Os registros mostram que o estreito concentra condições severas de navegação. Tempestades violentas, ventos de alta intensidade e ondas que podem alcançar até 20 metros fazem parte da rotina na passagem, de acordo com dados da National Geographic.
Isso acontece porque o Oceano Austral não tem barreiras naturais, permitindo que massas de ar e correntes oceânicas circulem livremente, intensificando os fenômenos climáticos.

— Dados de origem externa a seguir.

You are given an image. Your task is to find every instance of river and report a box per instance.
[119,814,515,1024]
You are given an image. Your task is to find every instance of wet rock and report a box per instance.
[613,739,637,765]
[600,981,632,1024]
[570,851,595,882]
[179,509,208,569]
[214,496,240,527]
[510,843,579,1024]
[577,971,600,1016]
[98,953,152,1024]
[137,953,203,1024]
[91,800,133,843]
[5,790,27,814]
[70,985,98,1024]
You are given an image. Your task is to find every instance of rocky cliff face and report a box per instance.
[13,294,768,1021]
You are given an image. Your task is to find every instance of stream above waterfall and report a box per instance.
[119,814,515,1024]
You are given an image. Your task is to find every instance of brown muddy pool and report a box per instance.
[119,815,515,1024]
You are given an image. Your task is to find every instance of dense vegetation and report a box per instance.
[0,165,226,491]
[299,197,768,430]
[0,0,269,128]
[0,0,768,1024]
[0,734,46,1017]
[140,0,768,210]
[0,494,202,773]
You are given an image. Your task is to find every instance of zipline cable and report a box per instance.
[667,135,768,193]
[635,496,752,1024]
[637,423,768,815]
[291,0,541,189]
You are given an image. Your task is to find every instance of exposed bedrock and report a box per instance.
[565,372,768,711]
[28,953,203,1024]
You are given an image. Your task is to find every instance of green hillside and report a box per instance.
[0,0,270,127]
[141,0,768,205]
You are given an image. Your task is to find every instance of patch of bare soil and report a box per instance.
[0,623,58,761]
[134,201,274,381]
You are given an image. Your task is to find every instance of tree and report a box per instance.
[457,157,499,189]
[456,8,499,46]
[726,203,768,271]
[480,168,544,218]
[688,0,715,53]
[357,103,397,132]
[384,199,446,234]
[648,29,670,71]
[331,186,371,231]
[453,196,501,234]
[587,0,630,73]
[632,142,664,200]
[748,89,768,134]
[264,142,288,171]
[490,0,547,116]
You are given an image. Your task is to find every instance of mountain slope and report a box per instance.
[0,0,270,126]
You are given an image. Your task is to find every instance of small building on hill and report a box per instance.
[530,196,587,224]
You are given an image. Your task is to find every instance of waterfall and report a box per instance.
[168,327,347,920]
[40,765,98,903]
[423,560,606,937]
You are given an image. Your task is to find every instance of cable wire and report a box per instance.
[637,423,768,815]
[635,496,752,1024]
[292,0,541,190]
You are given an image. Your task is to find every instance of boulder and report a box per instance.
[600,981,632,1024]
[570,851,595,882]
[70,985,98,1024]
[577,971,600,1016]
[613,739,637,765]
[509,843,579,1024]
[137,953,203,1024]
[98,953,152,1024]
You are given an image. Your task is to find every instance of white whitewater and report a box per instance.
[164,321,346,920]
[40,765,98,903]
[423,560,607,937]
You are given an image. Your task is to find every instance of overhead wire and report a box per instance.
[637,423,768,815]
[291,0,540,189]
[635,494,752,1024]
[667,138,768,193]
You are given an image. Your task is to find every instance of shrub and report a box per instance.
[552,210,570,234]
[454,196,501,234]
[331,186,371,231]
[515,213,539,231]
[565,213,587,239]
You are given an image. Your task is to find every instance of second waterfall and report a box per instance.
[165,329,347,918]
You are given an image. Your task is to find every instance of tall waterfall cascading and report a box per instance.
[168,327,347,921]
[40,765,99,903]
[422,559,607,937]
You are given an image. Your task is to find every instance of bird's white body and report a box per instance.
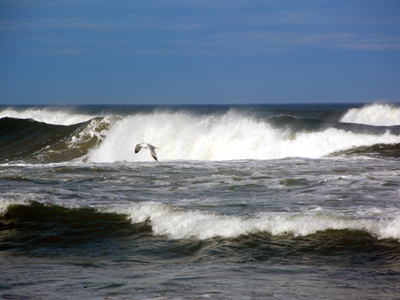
[135,143,158,161]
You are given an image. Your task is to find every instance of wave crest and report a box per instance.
[340,103,400,126]
[107,203,400,240]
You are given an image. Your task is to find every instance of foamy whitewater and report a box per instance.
[0,103,400,299]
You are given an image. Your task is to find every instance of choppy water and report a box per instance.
[0,104,400,299]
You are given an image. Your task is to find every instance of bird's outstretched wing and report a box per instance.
[135,144,143,153]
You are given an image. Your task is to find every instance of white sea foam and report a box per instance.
[88,111,400,162]
[106,203,400,240]
[340,103,400,126]
[0,108,95,125]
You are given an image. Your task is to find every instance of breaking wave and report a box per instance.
[340,104,400,126]
[88,110,400,162]
[0,104,400,162]
[0,202,400,241]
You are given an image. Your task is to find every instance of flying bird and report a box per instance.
[135,143,158,161]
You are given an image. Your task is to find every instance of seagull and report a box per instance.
[135,143,158,161]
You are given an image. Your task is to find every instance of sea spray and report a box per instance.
[88,111,400,162]
[340,103,400,126]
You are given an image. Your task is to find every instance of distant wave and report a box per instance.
[0,117,110,162]
[340,104,400,126]
[0,107,96,125]
[0,105,400,162]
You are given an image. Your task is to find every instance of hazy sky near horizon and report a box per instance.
[0,0,400,105]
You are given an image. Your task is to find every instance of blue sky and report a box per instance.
[0,0,400,105]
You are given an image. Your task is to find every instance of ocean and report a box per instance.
[0,103,400,300]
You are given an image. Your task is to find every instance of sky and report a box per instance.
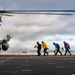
[0,0,75,52]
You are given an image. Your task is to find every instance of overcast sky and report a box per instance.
[0,0,75,52]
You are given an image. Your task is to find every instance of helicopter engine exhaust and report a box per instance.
[2,43,9,51]
[2,40,9,51]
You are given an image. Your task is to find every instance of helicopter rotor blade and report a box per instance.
[0,10,75,15]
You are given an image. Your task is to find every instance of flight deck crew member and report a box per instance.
[36,41,42,56]
[41,41,48,56]
[53,42,62,55]
[63,41,71,55]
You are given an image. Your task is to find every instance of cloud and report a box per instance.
[0,0,75,52]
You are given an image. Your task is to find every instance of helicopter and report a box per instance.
[0,35,11,51]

Tripulações precisam fixar cada objeto dentro das embarcações para evitar acidentes causados pelo movimento constante.

Importância ambiental e histórica
Apesar do perigo, a Passagem de Drake cumpre um papel essencial para o equilíbrio ambiental do planeta. Por ali passa a corrente circumpolar antártica, a maior do mundo, que conecta três oceanos: Atlântico, Pacífico e Austral.
Esse fluxo transporta calor e nutrientes, além de remover aproximadamente 600 milhões de toneladas de carbono por ano da atmosfera, quantidade equivalente a um sexto das emissões humanas.
A relevância da região também se estende à biodiversidade. A área sustenta ecossistemas que vão do plâncton a grandes mamíferos marinhos, como baleias e focas. Pinguins e aves polares também fazem parte do cenário, reforçando sua importância para a cadeia alimentar.